SIMPSON BAY--It appears that 7 Alive Grocery in Simpson Bay might finally be able to say that its 10-year legal battle with mega retail chain 7-Eleven Inc. is over.
Roeland Zwanikken of law firm BSZE Attorneys at Law, who assisted 7 Alive in this case, informed this newspaper that the High Court on February 17 rejected the appeal of 7-Eleven Inc. to prevent 7 Alive Grocery from using its name and logo.
Zwanikken said the court found no reason to legally consider 7-Eleven's appeal, explaining that the High Court only rules on cases that concern the correct application of the law. He said this latest development appears to be the end-of-the-line for the case, although 7-Eleven could still decide to appeal. "But I don't see how they could do that at this point," he said.

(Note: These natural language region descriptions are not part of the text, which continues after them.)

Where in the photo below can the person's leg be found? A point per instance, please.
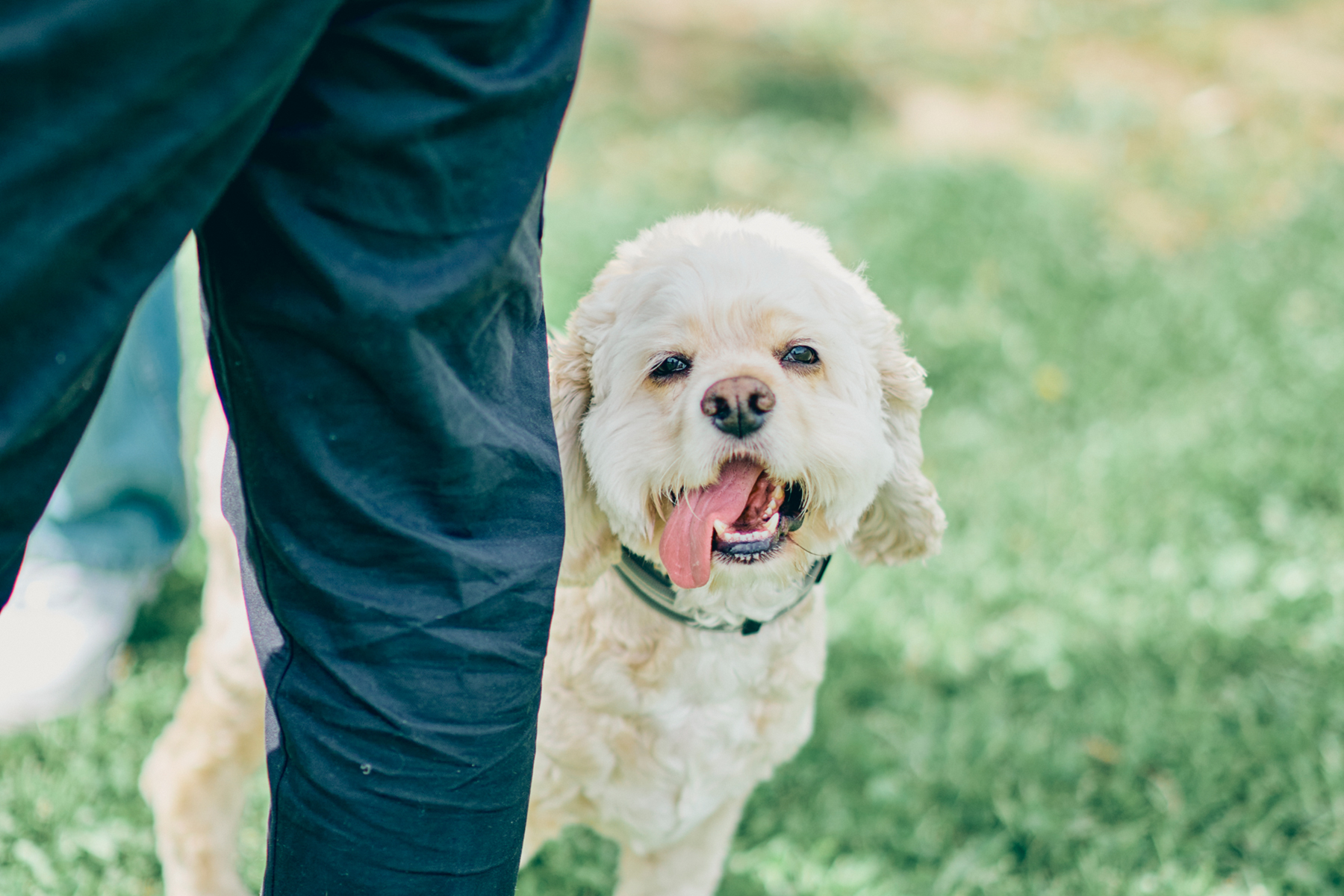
(376, 319)
(113, 523)
(132, 117)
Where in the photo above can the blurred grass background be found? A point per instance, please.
(1115, 234)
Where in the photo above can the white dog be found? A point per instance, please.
(732, 408)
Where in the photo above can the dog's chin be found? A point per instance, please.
(759, 541)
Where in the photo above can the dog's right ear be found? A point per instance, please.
(589, 544)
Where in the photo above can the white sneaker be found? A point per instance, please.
(60, 633)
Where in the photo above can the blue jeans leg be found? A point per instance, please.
(121, 503)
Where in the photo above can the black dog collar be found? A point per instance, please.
(656, 590)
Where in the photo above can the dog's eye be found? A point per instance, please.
(671, 366)
(801, 355)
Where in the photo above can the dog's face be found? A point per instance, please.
(732, 403)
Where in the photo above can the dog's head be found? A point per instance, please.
(732, 403)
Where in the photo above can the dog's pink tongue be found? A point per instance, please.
(688, 538)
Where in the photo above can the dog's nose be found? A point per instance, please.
(738, 405)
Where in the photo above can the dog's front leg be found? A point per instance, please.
(194, 777)
(691, 867)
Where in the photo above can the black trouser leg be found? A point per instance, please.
(374, 297)
(120, 124)
(378, 340)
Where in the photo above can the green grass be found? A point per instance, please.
(1121, 676)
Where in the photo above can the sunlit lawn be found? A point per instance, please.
(1124, 675)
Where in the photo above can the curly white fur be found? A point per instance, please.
(653, 732)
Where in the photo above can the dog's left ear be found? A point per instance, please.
(903, 521)
(589, 544)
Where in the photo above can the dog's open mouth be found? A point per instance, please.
(744, 517)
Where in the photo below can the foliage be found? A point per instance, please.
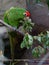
(13, 16)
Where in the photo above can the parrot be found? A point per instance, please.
(14, 15)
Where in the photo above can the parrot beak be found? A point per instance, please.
(27, 14)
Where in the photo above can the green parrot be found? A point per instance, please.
(14, 15)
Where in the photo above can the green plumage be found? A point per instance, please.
(13, 16)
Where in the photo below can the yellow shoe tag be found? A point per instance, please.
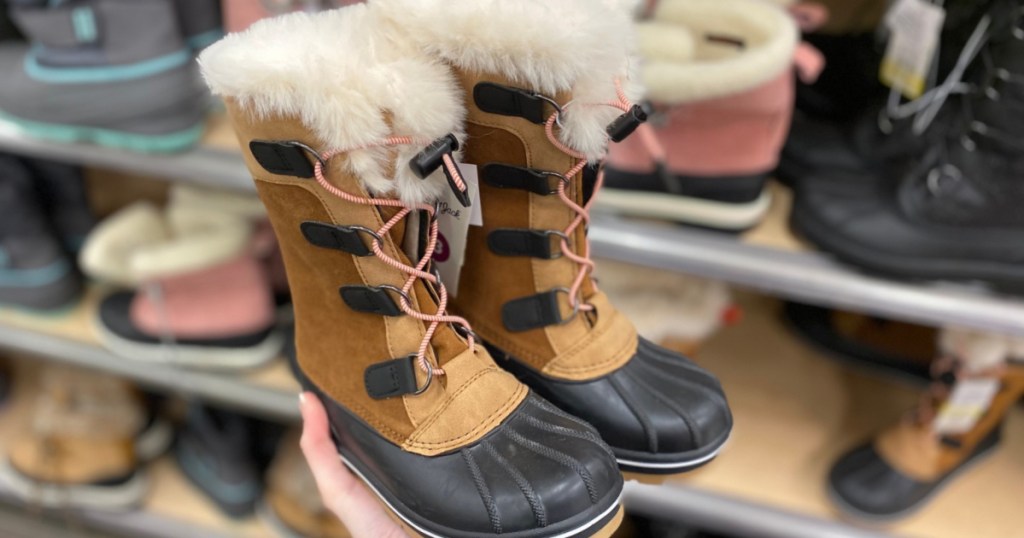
(968, 403)
(914, 30)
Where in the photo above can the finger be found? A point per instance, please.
(342, 492)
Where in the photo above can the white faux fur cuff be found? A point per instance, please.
(581, 46)
(768, 33)
(342, 76)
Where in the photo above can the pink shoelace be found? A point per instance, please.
(414, 272)
(583, 259)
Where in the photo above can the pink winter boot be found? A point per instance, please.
(720, 76)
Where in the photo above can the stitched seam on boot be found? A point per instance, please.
(485, 425)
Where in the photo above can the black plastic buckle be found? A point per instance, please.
(522, 242)
(374, 299)
(507, 100)
(394, 377)
(624, 125)
(432, 158)
(341, 238)
(509, 176)
(536, 312)
(285, 158)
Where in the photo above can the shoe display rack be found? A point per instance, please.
(794, 394)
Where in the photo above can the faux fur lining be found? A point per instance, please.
(717, 69)
(342, 76)
(579, 46)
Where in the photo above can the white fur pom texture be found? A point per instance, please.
(580, 46)
(342, 75)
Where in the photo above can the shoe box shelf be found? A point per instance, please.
(767, 258)
(763, 484)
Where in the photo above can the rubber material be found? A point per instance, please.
(864, 486)
(540, 473)
(660, 413)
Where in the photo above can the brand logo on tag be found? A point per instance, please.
(453, 223)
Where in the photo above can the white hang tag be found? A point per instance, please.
(914, 27)
(967, 404)
(453, 223)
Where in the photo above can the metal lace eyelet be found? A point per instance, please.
(397, 291)
(376, 237)
(308, 150)
(558, 108)
(430, 374)
(573, 303)
(561, 178)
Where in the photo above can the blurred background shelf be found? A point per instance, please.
(767, 258)
(173, 507)
(67, 337)
(765, 480)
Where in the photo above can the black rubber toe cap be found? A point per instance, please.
(540, 472)
(864, 485)
(659, 412)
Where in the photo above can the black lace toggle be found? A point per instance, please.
(624, 125)
(432, 158)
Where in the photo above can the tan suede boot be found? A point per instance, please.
(540, 81)
(898, 471)
(331, 111)
(79, 448)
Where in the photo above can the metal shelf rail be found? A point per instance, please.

7-Eleven Inc., the world's largest retail store, appealed a ruling in 2010 of the Joint Court of the Netherlands Antilles and Aruba. According to Laprior, 7 Alive's holding company, the 7-Eleven logo was first published in 1946, which would mean that the copyright had expired after 50 years.
7-Eleven, countered with the argument that the company's logo had only been made public in 1968. However, Laprior submitted a book to the Court, as evidence that the differences between the 1946 and 1968 logos were only minimal. This led the three Joint Court judges to follow Laprior's plea.
7-Eleven was convicted to pay the cost of the legal proceedings, estimated at NAf. 5,295.50 at that time and appealed the ruling at the High Court. This appeal has now been rejected.
Based in Dallas, Texas, 7-Eleven operates franchises and licenses more than 7,100 stores in the U.S. and Canada, and approximately 31,400 convenience stores in countries including Japan, South Korea, China, Mexico, Australia, Philippines, Indonesia, Norway, Sweden and Denmark.